I am rv'ing by Havasu and this fellow camper had the greatest little home made bbq I have ever seen. He was given no choice but to sell it to me when he left! I tried it for the first time last night and am kicking myself in my butt for not having thought about making a mini version like this one. I will use this for never burning meats again and my portable gas weber Q for veggies etc.

View attachment 1643133View attachment 1643134
When you get a chance can you post some basic dimensions ? What thickness is the fire box metal ?
Thanks ! I love welding projects.
 
While on the subject of good bbq or grilling, or what ever you want to call it, I also grill 90% of the vegetables I eat. Carrots, turnips, beets, squash, brussel spouts, baby spuds etc all get pre-nuked to 3/4 cooked then salted and olive oiled before a charring to finish off on the grill. Big white onions get cut in half then nuked till soft and then foiled with olive oil and beef better than bouillon. Mushrooms, passila peppers, jalapenos, corn and baby romaine go straight on the grill after the same oil n salt treatment. I would say that grilled carrots will convert a non-carrot lover and baked onions will become a staple. Grilled tunips can easily replace spuds.

My girlfriend is Mexican and I pan fry or grill jalapenos all the time to make chiles toreados (or chiles asado). I usually pan fry the onions and at the end sprinkle some lime juice over everything and season it with Tony Chachere's. I'm going to try cooking the onions that way with oil and foiled and see how it comes out, it sounds good.
 
They say maybe 70 percent of comp BBQ starts with Blues Hog then folks personalize it--Champs Blend is HARD to beat no matter what style of Q is your favorite --coupled with their rub--that combo will make anybody look like they are a true Pro!
Love this thread!!!
 
My girlfriend is Mexican and I pan fry or grill jalapenos all the time to make chiles toreados (or chiles asado). I usually pan fry the onions and at the end sprinkle some lime juice over everything and season it with Tony Chachere's. I'm going to try cooking the onions that way with oil and foiled and see how it comes out, it sounds good.
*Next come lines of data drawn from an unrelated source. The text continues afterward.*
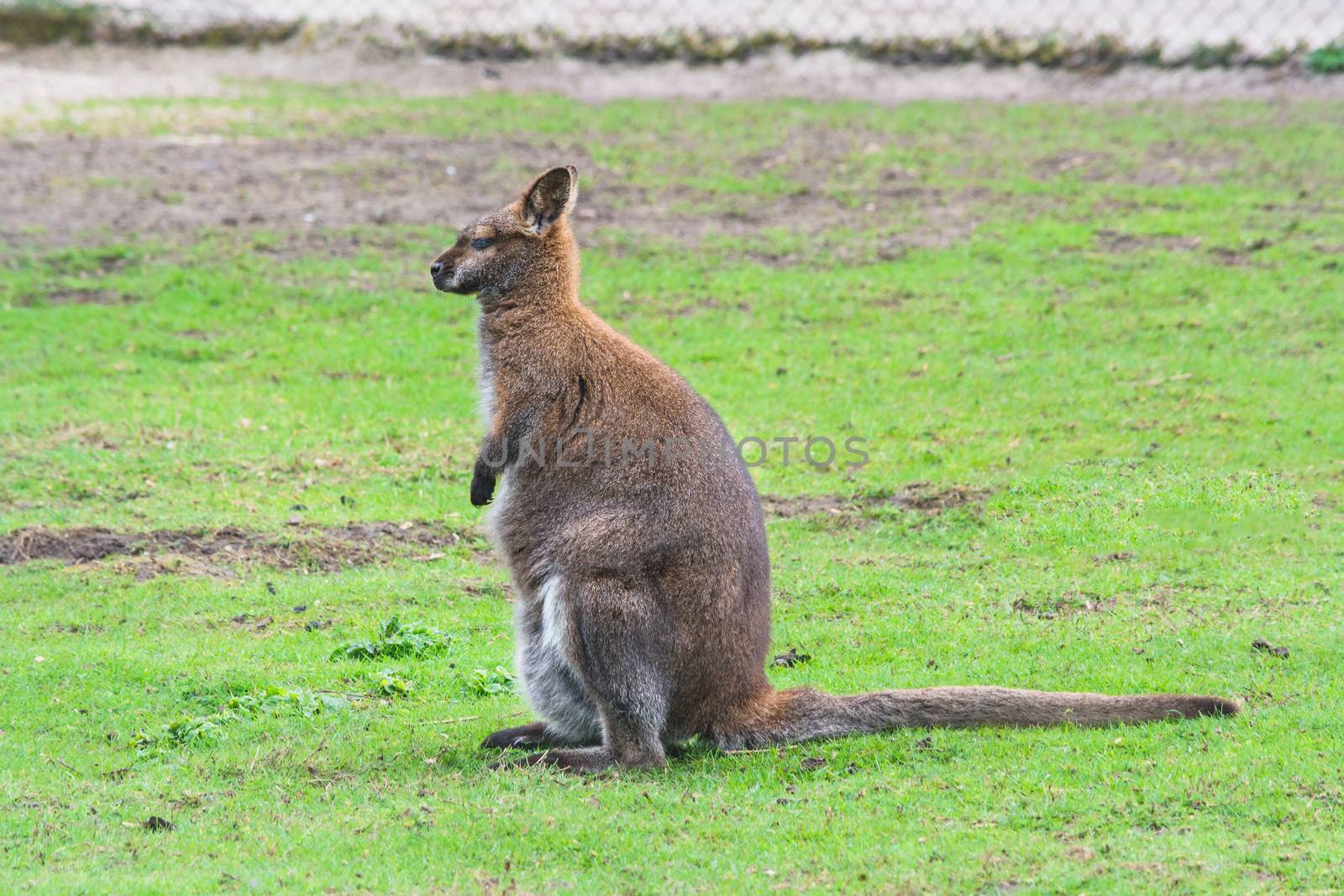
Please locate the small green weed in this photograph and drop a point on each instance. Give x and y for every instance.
(270, 700)
(1328, 60)
(389, 683)
(487, 683)
(394, 640)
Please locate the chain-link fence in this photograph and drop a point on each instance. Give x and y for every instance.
(1047, 33)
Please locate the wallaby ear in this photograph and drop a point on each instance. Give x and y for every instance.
(550, 196)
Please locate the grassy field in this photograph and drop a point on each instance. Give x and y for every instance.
(1095, 352)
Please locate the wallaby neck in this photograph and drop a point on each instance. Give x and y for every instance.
(544, 291)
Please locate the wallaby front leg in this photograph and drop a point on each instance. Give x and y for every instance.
(483, 481)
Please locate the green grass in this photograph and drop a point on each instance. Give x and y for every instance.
(1152, 402)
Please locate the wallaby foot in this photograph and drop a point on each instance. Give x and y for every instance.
(585, 761)
(534, 734)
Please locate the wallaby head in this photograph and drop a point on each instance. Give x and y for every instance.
(517, 244)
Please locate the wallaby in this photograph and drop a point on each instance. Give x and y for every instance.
(635, 539)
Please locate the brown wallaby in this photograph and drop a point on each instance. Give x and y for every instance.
(635, 539)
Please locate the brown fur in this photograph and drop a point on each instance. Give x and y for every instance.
(643, 609)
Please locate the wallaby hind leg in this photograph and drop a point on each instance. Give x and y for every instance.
(534, 734)
(612, 634)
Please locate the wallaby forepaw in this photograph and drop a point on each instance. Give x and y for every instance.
(585, 761)
(483, 490)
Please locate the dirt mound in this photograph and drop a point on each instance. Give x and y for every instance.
(213, 551)
(917, 496)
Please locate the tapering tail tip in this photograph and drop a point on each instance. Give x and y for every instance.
(1214, 707)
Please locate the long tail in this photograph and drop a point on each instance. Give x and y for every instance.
(803, 714)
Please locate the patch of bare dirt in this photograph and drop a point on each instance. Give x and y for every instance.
(922, 497)
(66, 296)
(1113, 241)
(213, 553)
(1063, 605)
(309, 195)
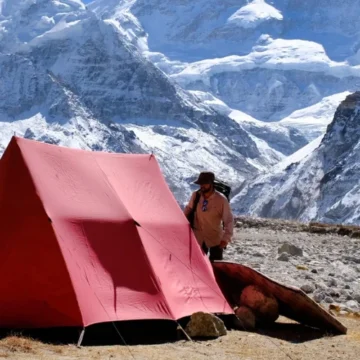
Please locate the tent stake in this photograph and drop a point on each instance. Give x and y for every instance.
(81, 337)
(185, 333)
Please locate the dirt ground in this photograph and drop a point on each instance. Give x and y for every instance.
(286, 340)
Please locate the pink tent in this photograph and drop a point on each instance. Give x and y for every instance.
(91, 237)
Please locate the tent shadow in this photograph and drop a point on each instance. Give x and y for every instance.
(292, 332)
(147, 332)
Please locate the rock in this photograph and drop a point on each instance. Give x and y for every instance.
(328, 299)
(246, 317)
(320, 286)
(319, 297)
(308, 288)
(258, 254)
(290, 249)
(302, 267)
(352, 305)
(343, 231)
(334, 293)
(264, 306)
(355, 235)
(284, 257)
(318, 230)
(205, 325)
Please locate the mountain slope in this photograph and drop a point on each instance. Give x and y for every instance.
(80, 82)
(323, 185)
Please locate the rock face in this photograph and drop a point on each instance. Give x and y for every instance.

cut the biggest white onion you can find so root to spout side is not cut, ie cut on the equator...peel then then put them cut side down on a plate for 5-6 min in micro. Then onto foil cut side up. pour olive oil on n rub in n let soak into the petals. then rub a big gob of beef better than bouillon on the cuts. then wrap n poke a few holes on each side of foil then on hot grill. cant over cook them and if they burn some all the better. i do 15-20 minutes or put them on when the grill is warming up. when the foil is getting bronze looking they ready!